Mengenal Tradisi Gebug Ende, Cara Warga Adat Memohon Hujan

Karangasem, IDN Times - Desa Adat Seraya di Kecamatan Karangasem, Kabupaten Karangasem terletak di sebelah timur Pulau Bali. Wilayah dengan jumlah penduduk sekitar enam ribu kepala keluarga (KK) ini berbatasan dengan tiga wilayah. Sebelah timur berbatasan dengan Bunutan, barat dengan Tumbu, dan sebelah selatan berbatasan dengan Selat Lombok.
Walau berada di atas ketinggian, tetapi Desa Seraya memiliki keindahan alam yang memesona. Adat istiadatnya juga masih kental, serta punya budaya yang diwariskan leluhur sebelumnya. Yaitu Tradisi Gebug Ende yang dilakukan secara rutin oleh kramanya. Apa itu Tradisi Gebug Ende? Berikut ini uraian penjelasannya.

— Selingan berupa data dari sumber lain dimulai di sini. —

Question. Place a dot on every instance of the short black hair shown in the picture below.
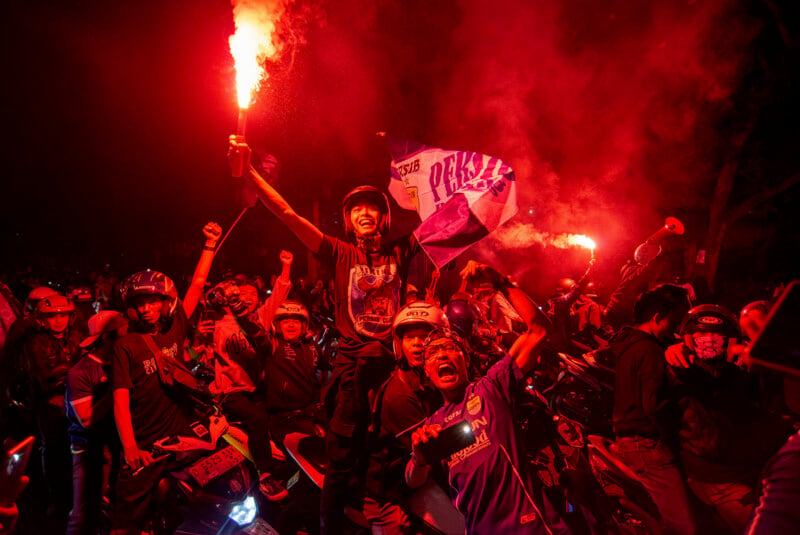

1. Tradisi Gebug Ende digelar saat Usaba Kaja di Seraya
Klian Adat Seraya, I Made Salin, mengungkapkan Gebug Ende adalah tradisi sakral yang dilakukan sejak Desa Seraya mulai berdiri. Kebiasaan ini dilaksanakan setiap Usaba Kaja pada Purnama Kapat di Bale Agung Desa Seraya. Prosesi digelar selama tiga hari setelah Usaba Kaja, atau setelah Ida Bhatara mesineb.
"Biasanya kita lakukan sore hari, pukul 16.00 wita. Sebelum dilaksanakan, kita haturkan banten di Bale Agung," kata Salin, Senin (13/1/2025).
2. Sarana yang digunakan dalam Tradisi Gebug Ende
Bunyi gamelan mengiring Tradisi Gebug Ende. Sarana yang digunakan di Gebug Ende yakni penyalin dari kayu rotan. Ini berfungsi untuk memukul lawan. Selain itu, ada sarana bernama ende yang fungsinya untuk menangkis pukulan dari lawan.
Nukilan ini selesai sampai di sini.